Wendy Law-Yone: Dürrenmatt and Me. Eine Passage von Burma nach Bern. Englisch / deutsch. Übersetzt von Johanna von Koppenfels. Berlin (Verbrecher Verlag) 2021. 220 Seiten. 18,00 Euro.

Lob der fremden Sprache


Morgen ist Pfingsten, und ich hatte mir einige sprachtheoretische, sprachkritische und übersetzungstheoretische Werke zurechtgelegt, mit denen ich diesen Tag begehen wollte. Je älter ich werde, umso mehr bastele ich mir meine Rituale. Aber manchmal, nicht selten eigentlich, kommt mir ein Text dazwischen, der meine Pläne durchkreuzt, sie umwirft, sich aufgrund seiner wie auch immer gearteten Aktualität oder Radikalität vor die anderen Texte setzt und sofort gelesen werden will. Und so auch heute:

Vor einiger Zeit las ich die Ankündigung eines Buches, das im Verbrecher Verlag erscheint und „Dürrenmatt And Me“ heißt.

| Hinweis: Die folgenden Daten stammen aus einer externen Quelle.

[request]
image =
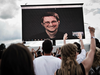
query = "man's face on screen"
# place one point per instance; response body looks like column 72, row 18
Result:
column 50, row 23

Im Untertitel: „Eine Passage von Burma nach Bern2. Mein Interesse war sofort geweckt, da ich insgeheim so eine Art Dürrenmatt-Fan bin und in der DDR alles gelesen hatte, was ich von diesem Schweizer Autor erhalten konnte. Natürlich die Stücke, darunter eben auch den Besuch der alten Dame, aber neben den Kriminalromanen auch die Erzählungen wie „Winterkrieg in Tibet“, die mich in ihrer Absurdität und klaustrophobischen Stimmung besonders ansprachen.

Und ganz sicher liest man Dürrenmatt unter den Bedingungen politischen Eingeschlossenseins auf eine besondere Weise intensiv.

Wendy Law-Yone wurde 1947 in Mandelay in Burma geboren. Mandelay ist für mich als ehemals fast manischen Brechtleser auch so ein sprechender Ortsname. „Mutters Goddams Puff in Mandalay“ …  beginnt eine seiner Balladen, die nicht viel über die Burmesische Stadt, aber umso mehr über das die Gewalt Romantisierende der Europäer erzählt.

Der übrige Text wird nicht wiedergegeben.